Neil jugea le raisonnement un peu naïf. Il doutait d'y parvenir.

— Ils construisent une université à l'autre bout de la ville, révéla Vanessa. C-City a reçu l'autorisation de l'État d'avoir la sienne. Le chantier a commencé l'année dernière. L'année prochaine, plus besoin d'aller à Bellevue ou Omaha pour la fac. J'espère vraiment que les travaux finiront avant la rentrée.

— Vu la vitesse à laquelle ils font les choses, c'est fort possible, spécula Matt.

— Le bruit court que c'est parce que Thaïs et Phyllis ne veulent pas déménager après leur graduation, comme ce doit être le cas d'Eliam, confia Lyn. Mais bon, c'est qu'une rumeur.

Elle haussa les épaules comme Vanessa lui lançait un regard impatienté. Neil paria qu'elle était lasse d'entendre son amie radoter au sujet des Efraïm.

— Ça promet d'être gigantesque, reprit Lyn. Plusieurs facultés et labos réunis au même endroit : C-City University Village. Si on y va maintenant, on arrivera en retard en cours, déplora-t-elle en consultant sa montre connectée. On remet ça au prochain épisode. Finie, la récré est, jeune Padawan.

— Non, tu termines par le verbe, rectifia Matt, pointilleux. Jeune Padawan, finie, la récré est.
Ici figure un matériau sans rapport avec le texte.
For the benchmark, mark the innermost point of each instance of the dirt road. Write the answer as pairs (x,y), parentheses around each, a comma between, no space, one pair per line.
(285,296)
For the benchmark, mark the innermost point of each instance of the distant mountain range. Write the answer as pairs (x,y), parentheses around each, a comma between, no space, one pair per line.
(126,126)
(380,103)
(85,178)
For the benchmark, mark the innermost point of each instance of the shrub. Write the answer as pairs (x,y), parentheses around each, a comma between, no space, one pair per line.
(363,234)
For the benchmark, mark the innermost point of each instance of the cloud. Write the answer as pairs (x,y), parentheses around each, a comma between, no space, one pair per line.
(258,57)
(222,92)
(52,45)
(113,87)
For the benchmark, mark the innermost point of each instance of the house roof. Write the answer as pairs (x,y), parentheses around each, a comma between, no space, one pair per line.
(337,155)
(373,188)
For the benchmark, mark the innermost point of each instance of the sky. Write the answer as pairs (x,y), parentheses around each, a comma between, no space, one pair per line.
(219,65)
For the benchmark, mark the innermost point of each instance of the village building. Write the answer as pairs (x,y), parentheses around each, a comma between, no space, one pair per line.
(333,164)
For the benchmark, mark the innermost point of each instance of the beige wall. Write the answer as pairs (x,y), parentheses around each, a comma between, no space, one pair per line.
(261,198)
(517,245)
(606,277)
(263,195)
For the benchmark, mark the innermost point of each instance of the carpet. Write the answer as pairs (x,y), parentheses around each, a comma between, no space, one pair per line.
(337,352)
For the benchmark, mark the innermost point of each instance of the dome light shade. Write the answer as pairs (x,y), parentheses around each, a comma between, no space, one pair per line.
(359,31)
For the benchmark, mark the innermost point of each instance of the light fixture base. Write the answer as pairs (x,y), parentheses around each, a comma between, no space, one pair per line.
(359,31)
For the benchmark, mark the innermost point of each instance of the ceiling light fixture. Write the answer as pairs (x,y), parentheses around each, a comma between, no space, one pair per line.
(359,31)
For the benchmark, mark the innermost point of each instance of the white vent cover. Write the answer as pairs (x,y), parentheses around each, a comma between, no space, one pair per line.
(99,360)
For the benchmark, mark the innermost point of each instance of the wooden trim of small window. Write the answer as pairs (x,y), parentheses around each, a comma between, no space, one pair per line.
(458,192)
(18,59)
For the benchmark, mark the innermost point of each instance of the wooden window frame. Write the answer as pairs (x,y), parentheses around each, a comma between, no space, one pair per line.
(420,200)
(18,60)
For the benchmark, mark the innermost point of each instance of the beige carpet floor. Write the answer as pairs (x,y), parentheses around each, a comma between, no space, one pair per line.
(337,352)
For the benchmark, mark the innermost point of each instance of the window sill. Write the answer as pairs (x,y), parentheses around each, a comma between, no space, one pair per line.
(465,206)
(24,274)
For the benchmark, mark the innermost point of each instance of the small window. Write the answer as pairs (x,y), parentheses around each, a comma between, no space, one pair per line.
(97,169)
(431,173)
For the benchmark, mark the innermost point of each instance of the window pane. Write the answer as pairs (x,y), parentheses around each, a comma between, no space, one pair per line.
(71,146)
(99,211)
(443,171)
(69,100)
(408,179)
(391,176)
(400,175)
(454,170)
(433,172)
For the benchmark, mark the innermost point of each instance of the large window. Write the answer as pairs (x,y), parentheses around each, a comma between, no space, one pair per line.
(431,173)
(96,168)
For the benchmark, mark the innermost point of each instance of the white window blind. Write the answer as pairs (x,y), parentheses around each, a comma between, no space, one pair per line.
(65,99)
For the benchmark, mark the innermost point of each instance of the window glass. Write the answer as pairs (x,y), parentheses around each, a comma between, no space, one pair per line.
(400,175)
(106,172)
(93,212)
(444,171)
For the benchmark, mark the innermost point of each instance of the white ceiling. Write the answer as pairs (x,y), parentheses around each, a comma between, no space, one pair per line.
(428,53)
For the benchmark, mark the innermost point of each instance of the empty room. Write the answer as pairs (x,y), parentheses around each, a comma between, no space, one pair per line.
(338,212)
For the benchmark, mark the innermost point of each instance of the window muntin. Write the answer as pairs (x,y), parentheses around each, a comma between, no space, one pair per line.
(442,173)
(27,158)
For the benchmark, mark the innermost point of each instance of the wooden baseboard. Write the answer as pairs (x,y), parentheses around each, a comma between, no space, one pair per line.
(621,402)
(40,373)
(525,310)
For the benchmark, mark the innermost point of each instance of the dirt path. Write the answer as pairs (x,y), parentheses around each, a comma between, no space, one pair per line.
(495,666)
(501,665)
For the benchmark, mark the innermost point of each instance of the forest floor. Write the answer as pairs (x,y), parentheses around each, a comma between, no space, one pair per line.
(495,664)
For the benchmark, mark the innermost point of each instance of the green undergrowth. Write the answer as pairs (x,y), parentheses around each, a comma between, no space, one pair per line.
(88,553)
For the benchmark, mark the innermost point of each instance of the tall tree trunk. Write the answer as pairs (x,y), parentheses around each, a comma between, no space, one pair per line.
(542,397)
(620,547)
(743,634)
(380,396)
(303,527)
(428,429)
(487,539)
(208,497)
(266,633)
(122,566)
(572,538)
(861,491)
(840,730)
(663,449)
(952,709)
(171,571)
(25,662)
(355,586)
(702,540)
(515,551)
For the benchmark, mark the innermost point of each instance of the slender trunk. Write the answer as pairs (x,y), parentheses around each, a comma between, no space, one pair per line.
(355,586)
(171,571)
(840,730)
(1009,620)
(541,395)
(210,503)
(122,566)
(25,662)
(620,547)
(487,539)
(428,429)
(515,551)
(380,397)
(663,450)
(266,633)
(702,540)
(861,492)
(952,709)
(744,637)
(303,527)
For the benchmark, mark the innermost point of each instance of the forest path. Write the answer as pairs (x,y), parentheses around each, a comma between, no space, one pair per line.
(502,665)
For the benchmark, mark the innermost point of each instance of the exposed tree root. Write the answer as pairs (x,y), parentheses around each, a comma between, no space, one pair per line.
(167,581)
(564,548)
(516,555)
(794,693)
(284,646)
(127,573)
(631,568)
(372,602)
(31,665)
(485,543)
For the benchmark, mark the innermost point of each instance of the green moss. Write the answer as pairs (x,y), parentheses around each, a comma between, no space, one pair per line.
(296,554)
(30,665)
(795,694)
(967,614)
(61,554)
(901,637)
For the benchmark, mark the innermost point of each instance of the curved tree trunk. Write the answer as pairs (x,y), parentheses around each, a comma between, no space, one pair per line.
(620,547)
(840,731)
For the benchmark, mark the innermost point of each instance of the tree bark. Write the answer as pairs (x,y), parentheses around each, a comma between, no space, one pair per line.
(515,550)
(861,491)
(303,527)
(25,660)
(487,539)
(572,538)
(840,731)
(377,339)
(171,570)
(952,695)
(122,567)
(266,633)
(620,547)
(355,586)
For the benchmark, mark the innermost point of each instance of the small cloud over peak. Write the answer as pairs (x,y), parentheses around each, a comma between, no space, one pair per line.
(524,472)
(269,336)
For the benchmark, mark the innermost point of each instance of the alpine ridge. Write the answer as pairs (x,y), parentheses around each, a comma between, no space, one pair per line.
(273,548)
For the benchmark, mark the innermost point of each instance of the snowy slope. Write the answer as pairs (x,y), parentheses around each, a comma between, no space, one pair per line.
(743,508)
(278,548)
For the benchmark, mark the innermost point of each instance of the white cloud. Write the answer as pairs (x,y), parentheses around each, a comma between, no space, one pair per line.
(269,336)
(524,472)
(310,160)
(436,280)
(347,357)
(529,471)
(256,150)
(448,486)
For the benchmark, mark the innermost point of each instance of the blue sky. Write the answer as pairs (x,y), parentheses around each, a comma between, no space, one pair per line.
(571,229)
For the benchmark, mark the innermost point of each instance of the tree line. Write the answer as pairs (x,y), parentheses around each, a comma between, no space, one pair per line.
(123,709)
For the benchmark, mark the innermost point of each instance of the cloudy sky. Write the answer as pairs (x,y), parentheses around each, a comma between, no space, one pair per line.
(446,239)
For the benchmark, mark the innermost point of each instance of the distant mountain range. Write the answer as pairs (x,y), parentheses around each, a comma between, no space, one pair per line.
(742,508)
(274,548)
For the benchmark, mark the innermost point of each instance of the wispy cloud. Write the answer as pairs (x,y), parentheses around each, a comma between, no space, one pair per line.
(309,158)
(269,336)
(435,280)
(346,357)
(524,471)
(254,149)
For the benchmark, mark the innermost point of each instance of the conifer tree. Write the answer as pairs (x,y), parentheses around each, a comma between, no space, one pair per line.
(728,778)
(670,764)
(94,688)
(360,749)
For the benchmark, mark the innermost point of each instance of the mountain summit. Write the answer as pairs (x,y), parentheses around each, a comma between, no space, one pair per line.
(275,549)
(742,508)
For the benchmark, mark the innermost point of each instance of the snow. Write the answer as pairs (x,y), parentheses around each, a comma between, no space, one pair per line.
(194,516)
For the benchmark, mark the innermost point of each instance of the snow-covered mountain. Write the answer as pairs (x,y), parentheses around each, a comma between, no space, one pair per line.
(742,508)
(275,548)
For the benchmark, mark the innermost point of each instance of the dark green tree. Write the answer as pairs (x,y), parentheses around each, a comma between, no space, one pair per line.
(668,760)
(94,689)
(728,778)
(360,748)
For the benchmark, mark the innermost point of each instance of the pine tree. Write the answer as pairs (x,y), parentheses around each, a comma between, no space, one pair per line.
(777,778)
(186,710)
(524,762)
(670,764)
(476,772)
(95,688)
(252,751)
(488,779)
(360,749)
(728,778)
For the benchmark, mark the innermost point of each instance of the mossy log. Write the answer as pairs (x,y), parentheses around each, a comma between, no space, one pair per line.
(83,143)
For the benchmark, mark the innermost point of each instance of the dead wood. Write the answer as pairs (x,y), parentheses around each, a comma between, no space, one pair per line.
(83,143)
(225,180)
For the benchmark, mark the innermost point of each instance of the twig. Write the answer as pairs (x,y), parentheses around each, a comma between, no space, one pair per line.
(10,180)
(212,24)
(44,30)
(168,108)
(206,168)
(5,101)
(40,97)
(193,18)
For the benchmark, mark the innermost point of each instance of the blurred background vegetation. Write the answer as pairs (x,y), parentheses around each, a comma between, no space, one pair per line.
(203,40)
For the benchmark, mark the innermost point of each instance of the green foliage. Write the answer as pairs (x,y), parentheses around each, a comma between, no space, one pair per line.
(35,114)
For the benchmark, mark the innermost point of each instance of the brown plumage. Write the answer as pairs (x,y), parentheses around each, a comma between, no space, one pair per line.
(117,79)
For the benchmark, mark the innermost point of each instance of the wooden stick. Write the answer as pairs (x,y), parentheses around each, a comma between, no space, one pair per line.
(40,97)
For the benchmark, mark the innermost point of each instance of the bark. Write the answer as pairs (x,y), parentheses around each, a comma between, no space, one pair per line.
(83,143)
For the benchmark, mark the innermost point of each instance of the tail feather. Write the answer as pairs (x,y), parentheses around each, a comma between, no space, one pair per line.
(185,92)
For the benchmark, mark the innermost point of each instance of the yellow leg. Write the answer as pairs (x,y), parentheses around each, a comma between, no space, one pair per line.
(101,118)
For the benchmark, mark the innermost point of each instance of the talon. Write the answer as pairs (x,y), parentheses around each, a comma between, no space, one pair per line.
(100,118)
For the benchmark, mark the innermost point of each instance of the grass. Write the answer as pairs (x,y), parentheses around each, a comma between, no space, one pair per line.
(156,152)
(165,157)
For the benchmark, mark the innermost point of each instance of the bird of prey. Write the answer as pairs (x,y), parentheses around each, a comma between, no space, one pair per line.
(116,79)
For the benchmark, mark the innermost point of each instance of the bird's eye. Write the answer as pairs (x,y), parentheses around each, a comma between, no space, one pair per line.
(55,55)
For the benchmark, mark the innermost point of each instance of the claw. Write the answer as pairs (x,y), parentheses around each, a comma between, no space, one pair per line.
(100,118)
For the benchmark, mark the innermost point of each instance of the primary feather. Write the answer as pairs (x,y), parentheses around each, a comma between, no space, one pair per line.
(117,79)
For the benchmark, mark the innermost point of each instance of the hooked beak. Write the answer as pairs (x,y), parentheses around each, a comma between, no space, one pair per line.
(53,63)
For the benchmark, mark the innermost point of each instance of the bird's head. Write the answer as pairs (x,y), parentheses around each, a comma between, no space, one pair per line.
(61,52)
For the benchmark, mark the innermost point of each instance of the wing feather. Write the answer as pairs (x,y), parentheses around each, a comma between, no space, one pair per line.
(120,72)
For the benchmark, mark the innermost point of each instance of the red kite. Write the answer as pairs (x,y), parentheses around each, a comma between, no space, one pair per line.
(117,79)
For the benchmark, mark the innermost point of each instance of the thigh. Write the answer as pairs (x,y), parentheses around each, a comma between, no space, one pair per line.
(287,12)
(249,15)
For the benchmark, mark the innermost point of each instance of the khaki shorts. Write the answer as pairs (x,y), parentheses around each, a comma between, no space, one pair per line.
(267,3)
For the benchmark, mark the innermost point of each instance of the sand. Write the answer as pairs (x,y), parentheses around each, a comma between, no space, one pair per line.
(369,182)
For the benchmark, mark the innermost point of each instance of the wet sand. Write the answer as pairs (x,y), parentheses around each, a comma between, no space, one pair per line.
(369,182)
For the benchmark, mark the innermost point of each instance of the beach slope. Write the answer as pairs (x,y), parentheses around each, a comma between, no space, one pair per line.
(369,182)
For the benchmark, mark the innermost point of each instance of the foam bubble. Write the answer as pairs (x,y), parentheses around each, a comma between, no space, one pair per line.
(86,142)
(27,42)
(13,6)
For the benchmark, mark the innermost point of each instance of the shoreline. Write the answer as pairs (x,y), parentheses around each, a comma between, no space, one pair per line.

Lyn leva les yeux au ciel.

— Maintenant que tu sais ça, Neil, tu as tout intérêt à mettre de l'eau dans ton vin avec les jumeaux, crut-elle bon de lui rappeler.

— Ce n'est pas comme si j'avais voulu corser ce vin pour commencer !

Que le père des faux jumeaux ou leur famille détienne les rues de cette ville, ou peu importe, n'impliquait pas qu'il faille leur baiser les pieds. Toutefois, Neil se garda de le dire. Inutile d'en débattre avec des gens à l'opinion biaisée.

— Tout ce que je veux, c'est qu'on me fiche la paix, marmonna-t-il, comme ils empruntaient des ruelles censées raccourcir le trajet vers le lycée.

— Ce sont eux qui décident, trancha Lyn.

— Pour toi, peut-être ! opposa-t-il, premier surpris par sa véhémence.

L'attitude de Lyn commençait lui courir sur le haricot. Elle marqua un mouvement de recul et ravala sa réplique. Neil voyait qu'elle se retenait de lui cracher quelque chose au visage. Il jugea vain de s'énerver.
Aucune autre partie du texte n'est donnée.